What is Monkey B virus?
- The virus, initially isolated in 1932, is an alphaherpesvirus enzootic in macaques of the genus Macaca. The Monkey BV is caused by macaques, a genus of Old World monkeys that serve as the natural host. B virus is also commonly referred to as herpes B, monkey B virus, herpesvirus simiae, and herpesvirus B.
- United States’ Centre for Disease Control (CDC) has said that B Virus infections in people were rare and since its first detection in 1932, it has infected just 50 people.
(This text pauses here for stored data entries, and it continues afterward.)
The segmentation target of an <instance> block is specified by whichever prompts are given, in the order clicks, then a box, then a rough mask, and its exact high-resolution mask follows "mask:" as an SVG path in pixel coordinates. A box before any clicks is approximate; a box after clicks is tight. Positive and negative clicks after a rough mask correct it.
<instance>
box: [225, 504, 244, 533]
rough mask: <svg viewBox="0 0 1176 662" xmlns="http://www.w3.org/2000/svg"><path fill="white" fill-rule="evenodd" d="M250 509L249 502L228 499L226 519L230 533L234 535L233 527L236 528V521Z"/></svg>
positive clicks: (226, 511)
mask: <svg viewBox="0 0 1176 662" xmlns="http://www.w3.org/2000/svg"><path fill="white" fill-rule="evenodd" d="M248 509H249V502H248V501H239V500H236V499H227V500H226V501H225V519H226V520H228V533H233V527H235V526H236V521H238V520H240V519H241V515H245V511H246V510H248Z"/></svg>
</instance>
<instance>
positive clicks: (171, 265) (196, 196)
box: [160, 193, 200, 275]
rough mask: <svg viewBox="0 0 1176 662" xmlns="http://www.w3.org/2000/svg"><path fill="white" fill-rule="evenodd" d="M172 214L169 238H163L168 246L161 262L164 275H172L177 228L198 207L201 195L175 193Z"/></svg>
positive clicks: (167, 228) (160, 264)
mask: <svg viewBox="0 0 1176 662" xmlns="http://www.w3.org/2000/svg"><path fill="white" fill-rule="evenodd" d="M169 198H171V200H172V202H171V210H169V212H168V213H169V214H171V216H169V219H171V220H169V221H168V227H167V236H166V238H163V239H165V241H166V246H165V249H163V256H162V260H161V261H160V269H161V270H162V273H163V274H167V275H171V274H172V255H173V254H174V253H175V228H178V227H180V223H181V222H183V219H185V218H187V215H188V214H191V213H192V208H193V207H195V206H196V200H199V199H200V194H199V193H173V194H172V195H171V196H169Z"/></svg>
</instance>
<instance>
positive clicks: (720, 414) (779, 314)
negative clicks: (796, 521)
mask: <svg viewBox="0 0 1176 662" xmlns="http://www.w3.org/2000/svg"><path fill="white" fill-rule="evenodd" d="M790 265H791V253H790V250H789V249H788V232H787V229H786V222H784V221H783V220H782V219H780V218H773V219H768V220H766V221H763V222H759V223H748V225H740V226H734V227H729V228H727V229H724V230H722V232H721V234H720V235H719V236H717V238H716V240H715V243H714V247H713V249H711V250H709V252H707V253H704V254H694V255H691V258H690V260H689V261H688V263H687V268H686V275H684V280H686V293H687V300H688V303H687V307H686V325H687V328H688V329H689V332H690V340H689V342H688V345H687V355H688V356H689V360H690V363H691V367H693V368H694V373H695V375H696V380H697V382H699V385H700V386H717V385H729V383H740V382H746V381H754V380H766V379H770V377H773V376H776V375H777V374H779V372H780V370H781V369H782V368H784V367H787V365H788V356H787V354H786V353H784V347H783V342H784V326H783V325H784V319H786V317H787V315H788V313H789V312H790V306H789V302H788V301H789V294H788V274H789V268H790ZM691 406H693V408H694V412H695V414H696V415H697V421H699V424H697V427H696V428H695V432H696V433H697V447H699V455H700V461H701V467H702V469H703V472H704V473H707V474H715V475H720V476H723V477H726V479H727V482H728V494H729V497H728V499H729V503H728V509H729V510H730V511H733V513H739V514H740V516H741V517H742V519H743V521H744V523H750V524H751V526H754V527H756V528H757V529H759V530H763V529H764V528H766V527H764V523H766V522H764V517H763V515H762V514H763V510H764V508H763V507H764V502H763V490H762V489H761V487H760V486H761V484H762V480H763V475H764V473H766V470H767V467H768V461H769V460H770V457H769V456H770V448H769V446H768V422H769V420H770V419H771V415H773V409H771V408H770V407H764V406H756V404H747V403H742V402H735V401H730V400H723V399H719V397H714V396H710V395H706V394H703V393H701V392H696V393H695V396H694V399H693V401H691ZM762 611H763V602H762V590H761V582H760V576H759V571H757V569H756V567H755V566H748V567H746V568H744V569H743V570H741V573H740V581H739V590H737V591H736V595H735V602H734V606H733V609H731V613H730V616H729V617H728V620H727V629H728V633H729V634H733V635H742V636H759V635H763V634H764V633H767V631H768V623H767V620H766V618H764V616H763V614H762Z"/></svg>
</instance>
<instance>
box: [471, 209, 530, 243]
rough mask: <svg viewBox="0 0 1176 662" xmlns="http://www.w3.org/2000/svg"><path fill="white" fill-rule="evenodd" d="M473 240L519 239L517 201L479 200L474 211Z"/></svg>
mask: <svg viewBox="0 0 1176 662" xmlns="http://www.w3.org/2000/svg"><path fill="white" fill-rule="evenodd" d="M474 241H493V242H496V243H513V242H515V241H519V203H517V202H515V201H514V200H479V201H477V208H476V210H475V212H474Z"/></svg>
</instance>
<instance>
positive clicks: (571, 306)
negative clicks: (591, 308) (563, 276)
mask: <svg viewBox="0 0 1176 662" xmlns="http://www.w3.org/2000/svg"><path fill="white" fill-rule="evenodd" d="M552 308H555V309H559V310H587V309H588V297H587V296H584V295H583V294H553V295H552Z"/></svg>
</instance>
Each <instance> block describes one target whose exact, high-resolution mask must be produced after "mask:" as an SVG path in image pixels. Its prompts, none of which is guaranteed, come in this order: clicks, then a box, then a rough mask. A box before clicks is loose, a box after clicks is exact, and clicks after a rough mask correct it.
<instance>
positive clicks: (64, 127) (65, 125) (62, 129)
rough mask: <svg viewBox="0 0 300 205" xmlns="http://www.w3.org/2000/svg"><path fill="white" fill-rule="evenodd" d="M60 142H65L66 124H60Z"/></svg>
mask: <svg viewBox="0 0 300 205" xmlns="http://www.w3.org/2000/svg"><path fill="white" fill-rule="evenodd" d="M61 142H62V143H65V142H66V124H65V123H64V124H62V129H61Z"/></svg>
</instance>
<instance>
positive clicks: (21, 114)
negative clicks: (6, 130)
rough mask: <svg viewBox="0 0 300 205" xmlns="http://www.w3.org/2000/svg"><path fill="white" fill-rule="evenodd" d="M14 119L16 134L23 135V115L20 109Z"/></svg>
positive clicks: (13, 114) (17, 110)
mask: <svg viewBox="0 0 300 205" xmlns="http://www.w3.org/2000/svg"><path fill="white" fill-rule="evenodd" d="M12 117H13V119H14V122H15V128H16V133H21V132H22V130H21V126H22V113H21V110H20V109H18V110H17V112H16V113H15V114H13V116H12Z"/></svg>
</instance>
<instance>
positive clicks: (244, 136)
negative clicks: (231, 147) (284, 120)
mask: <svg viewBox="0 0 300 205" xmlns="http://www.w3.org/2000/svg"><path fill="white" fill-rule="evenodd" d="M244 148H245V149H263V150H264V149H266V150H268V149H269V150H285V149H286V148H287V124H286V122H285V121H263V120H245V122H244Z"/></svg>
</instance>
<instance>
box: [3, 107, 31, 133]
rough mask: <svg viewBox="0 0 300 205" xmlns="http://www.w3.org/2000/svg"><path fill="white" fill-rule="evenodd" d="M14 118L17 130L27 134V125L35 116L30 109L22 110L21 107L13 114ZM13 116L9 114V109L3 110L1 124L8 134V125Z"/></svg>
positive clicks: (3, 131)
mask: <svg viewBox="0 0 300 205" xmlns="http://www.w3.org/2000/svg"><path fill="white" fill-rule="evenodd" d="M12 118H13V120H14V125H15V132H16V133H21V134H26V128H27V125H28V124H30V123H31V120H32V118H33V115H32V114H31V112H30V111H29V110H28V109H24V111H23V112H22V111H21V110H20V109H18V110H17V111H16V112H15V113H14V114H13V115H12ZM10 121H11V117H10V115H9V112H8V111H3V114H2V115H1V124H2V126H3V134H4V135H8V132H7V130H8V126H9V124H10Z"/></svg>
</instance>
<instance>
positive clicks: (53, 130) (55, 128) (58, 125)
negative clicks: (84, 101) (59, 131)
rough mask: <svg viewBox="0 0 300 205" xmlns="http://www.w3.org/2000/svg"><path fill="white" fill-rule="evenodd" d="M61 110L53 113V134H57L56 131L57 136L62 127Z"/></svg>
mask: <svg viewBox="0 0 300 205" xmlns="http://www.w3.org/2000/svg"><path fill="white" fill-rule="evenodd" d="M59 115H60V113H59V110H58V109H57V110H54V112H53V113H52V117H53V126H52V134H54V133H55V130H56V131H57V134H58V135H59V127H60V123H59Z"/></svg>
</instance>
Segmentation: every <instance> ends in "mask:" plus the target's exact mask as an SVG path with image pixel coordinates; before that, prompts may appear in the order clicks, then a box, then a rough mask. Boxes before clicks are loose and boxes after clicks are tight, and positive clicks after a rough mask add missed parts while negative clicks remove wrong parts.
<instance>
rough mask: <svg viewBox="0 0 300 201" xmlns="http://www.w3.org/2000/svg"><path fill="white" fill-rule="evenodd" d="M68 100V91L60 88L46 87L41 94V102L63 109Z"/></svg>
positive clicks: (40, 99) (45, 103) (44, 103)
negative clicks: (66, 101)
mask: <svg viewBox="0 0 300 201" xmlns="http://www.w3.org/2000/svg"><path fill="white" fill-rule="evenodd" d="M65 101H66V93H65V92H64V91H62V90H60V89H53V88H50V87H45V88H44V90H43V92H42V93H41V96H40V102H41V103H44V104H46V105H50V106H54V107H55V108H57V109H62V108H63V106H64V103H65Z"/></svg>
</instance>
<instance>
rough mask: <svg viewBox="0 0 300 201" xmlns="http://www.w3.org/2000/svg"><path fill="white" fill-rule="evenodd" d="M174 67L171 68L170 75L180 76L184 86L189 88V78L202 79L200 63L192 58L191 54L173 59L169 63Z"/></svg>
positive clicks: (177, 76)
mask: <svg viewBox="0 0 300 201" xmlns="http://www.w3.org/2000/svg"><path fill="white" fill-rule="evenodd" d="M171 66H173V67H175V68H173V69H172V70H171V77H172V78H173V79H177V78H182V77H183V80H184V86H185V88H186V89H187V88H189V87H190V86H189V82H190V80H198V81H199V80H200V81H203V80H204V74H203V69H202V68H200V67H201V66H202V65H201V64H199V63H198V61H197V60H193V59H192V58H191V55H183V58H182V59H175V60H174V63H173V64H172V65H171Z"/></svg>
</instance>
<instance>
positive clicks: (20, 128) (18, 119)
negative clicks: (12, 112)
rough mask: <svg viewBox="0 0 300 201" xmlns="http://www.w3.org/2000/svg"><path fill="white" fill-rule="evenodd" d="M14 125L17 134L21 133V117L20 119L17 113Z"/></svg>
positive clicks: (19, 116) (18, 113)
Only 21 of them died.
- The infection can be transmitted via direct contact and exchange of bodily secretions of monkeys and has a fatality rate of 70 per cent to 80 per cent.
- According to the Centre for Disease Control and Prevention, Macaque monkeys commonly have this virus, and it can be found in their saliva, feces, urine, or brain or spinal cord tissue. The virus may also be found in cells coming from an infected monkey in a lab. B virus can survive for hours on surfaces, particularly when moist.
- The first indications of B virus infection are typically flu-like symptoms such as fever and chills, muscle ache, fatigue and headache, following which an infection person may develop small blisters in the wound or area on the body that came in contact with the monkey.
- As the disease progresses, the virus spreads to and causes inflammation (swelling) of the brain and spinal cord, leading to neurologic and inflammatory symptoms such as pain, numbness, itching near the wound site; issues with muscle coordination; brain damage and severe damage to the nervous system and in extreme cases, death.
- Currently, there are no vaccines that can protect against B virus infection. Till date, only one case has been documented of an infected person spreading B virus to another person.